Pedagogy

We have an advocacy component. For example, we did a project with Fair Share Housing Center, and also with Poverty and Race Research Action Council, where we did some federal legislative advocacy around the low-income housing tax credit (LIHTC) program. Our students did some work in response to a guidance issued by the treasury department regarding LIHTC, and then also some legislative advocacy, drafting portions of a bi-partisan bill.

I always tell my students to imagine their favorite places in New Haven… It is entirely likely that if they burned to the ground, we would not be able to rebuild them. That's just not the way our zoning code works.

There is a Westville village Main Street Organization that is interested in historic preservation at the town level, and they realized they needed to do something about their code. They wanted it to be easier for people to build the kinds of things they wanted built. Our students did interviews in Westville and are now working on drafting a new zoning district for the city. This will be a new business district that maybe other neighborhoods will want to use as well.

I always thought I was a designer, and having that role presented to you at school in a very clear and unquestionable way is somehow very beneficial. There is no room for an existential crisis about the value of what you do and why you do it.

We train everybody to be Frank Gehry, but there is only one Frank Gehry. So, maybe we need to filter it upstream a bit further and again, start with the world and work backwards. What is the demand for starchitects out there?

Why would you start with a single family home?

Here's a question for you. Shouldn't this conversation be part of an architectural school?

A lot of architects say to me, "you know, architecture can't do everything." No one ever said it could! I mean, everything? You gotta be kidding. What they can do is a lot. But it can't be just that. It can't be just lawyers, or just sociologists, or just political scientists. You need to have all these people. This is the ultimate interdisciplinary topic.

Sometimes I'll do a sketch that sets the parti for a project, sometimes I'll write a two-page essay, and that sets the parti for the project. That's a more open process, because it's not just about slavishly following the sketch, but more saying, this is a frame for thinking about this issue. I want to bring back the power of clear, concise, powerful English into use for architects.

For some reason, from the late 1980s into 2000, it became very fashionable for architects to speak in terms that were purposely obfuscating, or have websites that are purposely obfuscating. That obfuscation is all about playing an inside game. It's all about architects talking to architects saying, "Look, we know the code, we know the secret sauce." I'm less interested in that, and more interested in what clients and communities think about what we are doing. To do that, we have to have a clarity of voice.

I don't think everything is about provoking society, [but rather lies in] proving that there is a quality, a sensibility, and a role for architects in these places that have long been ignored by a lot of architects for a long time. I think that is more of a provocation to the field, not to society outside of it.

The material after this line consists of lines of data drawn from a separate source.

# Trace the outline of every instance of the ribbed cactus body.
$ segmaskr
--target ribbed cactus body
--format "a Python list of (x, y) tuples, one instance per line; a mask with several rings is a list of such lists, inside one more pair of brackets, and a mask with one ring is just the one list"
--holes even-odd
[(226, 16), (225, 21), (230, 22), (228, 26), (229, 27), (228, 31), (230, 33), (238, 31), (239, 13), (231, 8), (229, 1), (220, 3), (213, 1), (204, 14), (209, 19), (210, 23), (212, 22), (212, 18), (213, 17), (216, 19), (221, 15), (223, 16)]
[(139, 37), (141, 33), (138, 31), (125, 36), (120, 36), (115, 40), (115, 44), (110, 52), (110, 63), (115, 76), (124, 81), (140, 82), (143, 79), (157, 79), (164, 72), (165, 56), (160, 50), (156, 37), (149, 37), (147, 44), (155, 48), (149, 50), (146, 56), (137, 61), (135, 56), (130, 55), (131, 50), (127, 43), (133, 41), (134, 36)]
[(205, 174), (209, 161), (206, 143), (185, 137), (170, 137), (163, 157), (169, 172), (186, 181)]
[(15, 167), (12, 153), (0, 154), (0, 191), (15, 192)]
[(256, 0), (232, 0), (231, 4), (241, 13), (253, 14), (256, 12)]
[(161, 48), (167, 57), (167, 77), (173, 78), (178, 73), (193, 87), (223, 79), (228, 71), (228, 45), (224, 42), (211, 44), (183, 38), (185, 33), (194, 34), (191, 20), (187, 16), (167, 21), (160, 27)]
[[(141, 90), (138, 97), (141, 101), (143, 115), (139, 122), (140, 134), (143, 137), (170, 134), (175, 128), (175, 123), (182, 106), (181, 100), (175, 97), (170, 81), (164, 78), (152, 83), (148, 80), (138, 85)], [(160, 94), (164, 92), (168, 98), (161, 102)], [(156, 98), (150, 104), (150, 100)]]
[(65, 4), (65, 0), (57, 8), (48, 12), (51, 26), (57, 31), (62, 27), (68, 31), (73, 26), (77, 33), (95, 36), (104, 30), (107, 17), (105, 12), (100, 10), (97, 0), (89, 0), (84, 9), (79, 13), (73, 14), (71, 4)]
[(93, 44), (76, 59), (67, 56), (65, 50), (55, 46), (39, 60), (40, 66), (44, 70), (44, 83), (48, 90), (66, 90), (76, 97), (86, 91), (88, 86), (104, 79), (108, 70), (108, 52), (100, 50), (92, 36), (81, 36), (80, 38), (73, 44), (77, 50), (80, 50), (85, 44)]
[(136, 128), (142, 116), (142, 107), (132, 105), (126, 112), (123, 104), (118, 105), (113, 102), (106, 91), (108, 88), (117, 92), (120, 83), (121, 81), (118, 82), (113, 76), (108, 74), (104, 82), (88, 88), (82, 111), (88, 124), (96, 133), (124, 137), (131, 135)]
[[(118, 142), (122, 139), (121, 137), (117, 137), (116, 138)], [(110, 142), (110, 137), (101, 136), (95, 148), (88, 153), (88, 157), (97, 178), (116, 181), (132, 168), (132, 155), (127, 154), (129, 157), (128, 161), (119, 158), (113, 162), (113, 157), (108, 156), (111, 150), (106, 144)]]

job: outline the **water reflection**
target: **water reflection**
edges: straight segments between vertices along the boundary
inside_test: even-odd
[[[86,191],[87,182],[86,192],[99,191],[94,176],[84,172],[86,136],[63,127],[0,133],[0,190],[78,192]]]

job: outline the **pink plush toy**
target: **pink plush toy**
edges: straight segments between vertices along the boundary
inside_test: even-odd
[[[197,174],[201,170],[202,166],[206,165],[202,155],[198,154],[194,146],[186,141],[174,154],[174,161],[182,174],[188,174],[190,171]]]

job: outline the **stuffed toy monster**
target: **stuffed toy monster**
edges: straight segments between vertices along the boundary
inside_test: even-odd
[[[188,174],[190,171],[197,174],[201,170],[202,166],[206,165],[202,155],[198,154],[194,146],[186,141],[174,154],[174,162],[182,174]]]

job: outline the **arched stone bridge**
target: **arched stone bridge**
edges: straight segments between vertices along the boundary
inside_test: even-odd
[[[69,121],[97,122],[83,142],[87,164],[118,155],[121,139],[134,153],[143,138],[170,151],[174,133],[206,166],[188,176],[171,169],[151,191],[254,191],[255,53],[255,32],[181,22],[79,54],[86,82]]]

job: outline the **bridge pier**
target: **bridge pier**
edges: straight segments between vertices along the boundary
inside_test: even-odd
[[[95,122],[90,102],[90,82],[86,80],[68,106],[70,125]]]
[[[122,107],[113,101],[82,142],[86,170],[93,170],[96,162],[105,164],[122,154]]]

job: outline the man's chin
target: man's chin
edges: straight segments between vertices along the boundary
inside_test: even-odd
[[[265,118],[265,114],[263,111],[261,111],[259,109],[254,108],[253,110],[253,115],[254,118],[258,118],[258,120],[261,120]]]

Facts are important: we live in a time when the very nature of facts is under assault from the highest powers of the land. I really believe that we are living in a moment where the Enlightenment itself is under question. The last thing architects should be doing, in that environment, is rejecting the importance of facts.

And we actually have to be pretty good at taking large amorphous collections of vague urges, desires, and constraints and generating theories of alternatives.